Reggie Mosser, a New Mexico resident who with her husband, George Brown, lives in Ocracoke for the winter, had to find a veterinarian last week in Morehead City to get annual shots for her dog.
Others with doctors’ appointments are similarly scrambling.
“My son has some dentist appointments with Dr. Slagle in Frisco,” said Merle Davis. “I don’t know if he’ll be able to get to them.”
The Coast Guard boat pulls away from the dock at the north end of Ocracoke Island. Photo: Connie Leinbach |
“It’s a hardship beyond belief,” said Gail Hamilton, a village resident, about having to use only the Swan Quarter ferry. “My mother was born here, and I’ve never known them to shut down for more than a day or two.”
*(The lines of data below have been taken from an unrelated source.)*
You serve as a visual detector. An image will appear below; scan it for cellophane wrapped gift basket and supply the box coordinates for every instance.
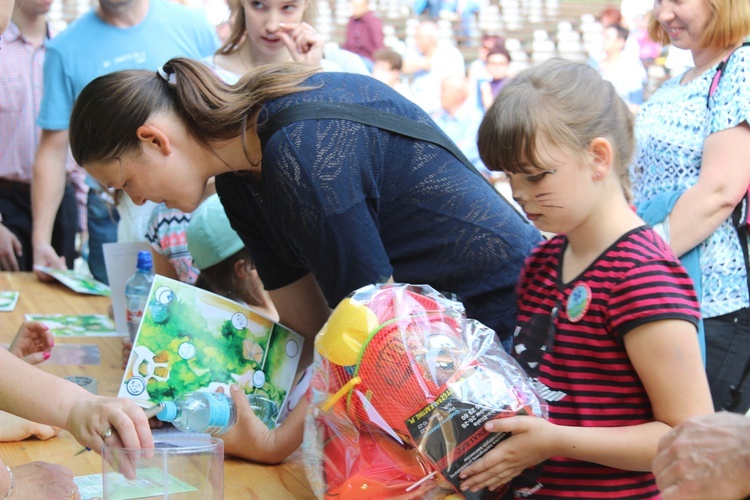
[303,283,547,499]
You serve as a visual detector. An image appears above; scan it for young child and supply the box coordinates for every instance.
[186,194,315,458]
[186,194,277,321]
[460,58,714,498]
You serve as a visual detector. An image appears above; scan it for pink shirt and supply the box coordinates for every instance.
[0,23,88,229]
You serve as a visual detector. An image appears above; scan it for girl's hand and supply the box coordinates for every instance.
[459,416,553,493]
[8,321,53,364]
[219,384,287,464]
[218,385,277,462]
[278,22,324,67]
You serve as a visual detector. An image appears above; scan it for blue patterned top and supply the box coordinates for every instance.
[632,48,750,318]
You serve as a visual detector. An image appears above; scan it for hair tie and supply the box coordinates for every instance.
[156,66,175,84]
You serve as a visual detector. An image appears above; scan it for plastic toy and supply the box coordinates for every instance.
[304,283,547,499]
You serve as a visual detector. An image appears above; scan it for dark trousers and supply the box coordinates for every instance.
[86,189,119,285]
[705,308,750,413]
[0,180,78,271]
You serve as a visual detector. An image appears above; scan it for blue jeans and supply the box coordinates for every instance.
[87,190,119,284]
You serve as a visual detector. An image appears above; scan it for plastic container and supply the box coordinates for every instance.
[124,250,154,342]
[102,436,223,499]
[156,391,279,434]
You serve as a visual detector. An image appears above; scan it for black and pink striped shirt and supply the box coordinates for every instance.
[511,226,700,499]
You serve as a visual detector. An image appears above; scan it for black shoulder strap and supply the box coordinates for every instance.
[260,102,477,174]
[257,101,527,220]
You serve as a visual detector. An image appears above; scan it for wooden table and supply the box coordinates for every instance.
[0,272,316,499]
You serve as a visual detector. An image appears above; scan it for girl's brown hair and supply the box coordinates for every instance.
[69,57,319,169]
[477,58,634,199]
[648,0,750,49]
[194,249,267,307]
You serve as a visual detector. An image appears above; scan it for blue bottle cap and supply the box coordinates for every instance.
[156,401,178,422]
[136,250,153,271]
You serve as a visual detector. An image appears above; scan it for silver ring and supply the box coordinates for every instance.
[101,427,112,440]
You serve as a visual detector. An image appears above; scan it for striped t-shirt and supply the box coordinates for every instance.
[510,226,700,499]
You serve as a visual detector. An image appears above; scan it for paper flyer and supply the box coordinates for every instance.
[118,275,304,427]
[74,468,197,500]
[33,265,111,297]
[0,291,19,312]
[24,314,119,337]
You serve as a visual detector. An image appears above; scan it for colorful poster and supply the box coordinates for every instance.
[0,291,19,312]
[118,276,304,428]
[24,314,119,337]
[33,265,111,296]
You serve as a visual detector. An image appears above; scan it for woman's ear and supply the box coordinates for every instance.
[136,124,172,155]
[589,137,613,181]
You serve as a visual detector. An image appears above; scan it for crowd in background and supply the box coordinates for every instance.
[1,0,677,283]
[2,0,750,497]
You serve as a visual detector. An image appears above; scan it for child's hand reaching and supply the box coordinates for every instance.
[8,320,53,364]
[0,411,59,442]
[459,416,554,493]
[217,384,301,464]
[121,337,132,370]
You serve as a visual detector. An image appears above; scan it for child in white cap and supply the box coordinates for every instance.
[186,194,311,453]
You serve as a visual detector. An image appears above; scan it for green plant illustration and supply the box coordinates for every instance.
[120,276,303,427]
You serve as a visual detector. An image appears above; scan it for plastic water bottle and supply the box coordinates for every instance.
[156,391,279,433]
[124,250,154,342]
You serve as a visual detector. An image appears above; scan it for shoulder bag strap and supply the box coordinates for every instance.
[257,101,527,220]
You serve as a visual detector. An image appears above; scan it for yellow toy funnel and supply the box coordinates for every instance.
[315,297,379,366]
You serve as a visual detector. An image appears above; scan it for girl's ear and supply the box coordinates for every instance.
[234,258,257,279]
[234,259,248,280]
[589,137,613,181]
[136,124,172,155]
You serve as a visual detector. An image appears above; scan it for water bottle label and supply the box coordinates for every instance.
[206,393,232,430]
[126,308,144,324]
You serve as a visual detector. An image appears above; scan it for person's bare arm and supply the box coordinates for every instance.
[0,224,22,271]
[31,129,70,278]
[220,273,332,463]
[0,348,153,453]
[667,123,750,256]
[460,319,713,492]
[151,249,179,281]
[0,0,13,34]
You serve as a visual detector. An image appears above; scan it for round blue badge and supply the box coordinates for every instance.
[566,283,591,323]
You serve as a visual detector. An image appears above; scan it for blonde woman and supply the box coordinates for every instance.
[632,0,750,413]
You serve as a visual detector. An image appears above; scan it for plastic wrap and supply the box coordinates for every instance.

Other residents have had to stay overnight in Dare County to keep doctors’ appointments.
Ken DeBarth, a physician’s assistant who works weekends at Urgent Care in Nags Head, said having to take the Swan Quarter ferry has added several extra hours to his commute each way, sometimes forcing him to stay overnight either before or after his gig. Juggling his drive time has been tricky since October as he couldn’t catch the Hatteras ferry at low tide then encountered difficulties at N.C. in northern Rodanthe at high tide.
“But it’s great that they put the extra two boats on at Swan Quarter,” he said.
Brian Samick, a local carpenter, noted that the building supply trucks have arrived.
Sean Death, manager of the Beachcomber Campground and Gas Station, said the Sysco (food) truck has gotten here, and he has given the drivers complimentary food.
“Tommy’s (Hutcherson at the Variety Store) put some up overnight,” Death said.
Celeste Brooks, postmaster at Ocracoke, said the only time the mail hasn’t gotten here was two days two weeks ago and that she asked the ferry to modify its schedule to accommodate the post office’s turn-around.